Love, or having no point of view.

It is a paradox: without language, how can I ever communicate to you, the reader, my point of view? But, with language, how can I ever convey no-point-of-view?

A love-based politics must inherently begin from this point, or rather, from this no-point. If we begin anywhere else, it is as if we are “looking at the blue sky through tears.” This means that any kind of language and thinking distorts what we see. THe more dualistic, the more binary my thinking, the more distorted my perception of the world. My mind becomes small and closed, and all but very few solutions are open to me.

However, as perhaps you are aware, there are many different kinds of problems that human beings face that require a more open perspective. We must begin to expand our minds, which means we must begin to deconstruct our thinking. We cannot solve these new problems with the same kinds of thinking that created them in the first place. We need new thinking if we’re going to connect with each other in new and radical ways. In fact, one of my teachers said to me, “if you’re thinking, you can’t connect with people; if you’re not thinking, you can.” So if we really radically want to connect with each other, then we need to radically cut through our thinking.

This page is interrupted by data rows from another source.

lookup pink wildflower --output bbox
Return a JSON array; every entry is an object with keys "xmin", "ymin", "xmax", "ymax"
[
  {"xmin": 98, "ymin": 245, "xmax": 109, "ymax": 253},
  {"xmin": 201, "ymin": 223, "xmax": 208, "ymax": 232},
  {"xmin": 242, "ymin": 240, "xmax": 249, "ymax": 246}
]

For example: we often study history to understand the present, and to make informed decisions about the future. But when we base out movement into the future on our habits from the past, are we not doomed to repeat our mistakes? Especially when those “mistakes” are slavery, oppression, corruption, hate, and genocide? In order to free ourselves from ignorance, anger, and greed, we must be able to imagine wisdom, love, and compassion. That takes practice. We must begin to lead with these.

What if we led with imagining a future free of racism, sexism, transphobia and homophobia? A world without mass incarceration? A world without political violence? What would that look like? What would that sound like? What would that feel like?

A world in which I respect you, and I gain your respect, because we see each other as fully human. A world in which, if what you’re doing or saying is harmful, I choose to love you into seeing that you need to change. A world in which communities heal themselves. A world in which government works to ensure a fair shake for all people, and in which all people are participants in and are represented in governing themselves.

Love seems weak to those who don’t understand it and don’t know its power. But Mahatma Gandhi led an entire nation to throw off the shackles of colonization through the power of nonviolence and love. The Reverend Dr. Martin Luther King, Jr. did the same as a voice for black people during the Civil Rights movement. Had he not been assassinated, he would have kept on going to work to liberate the poor and working class, and oppressed in America and all over the world. Love is a force most powerful. What if we based how we governed ourselves on that?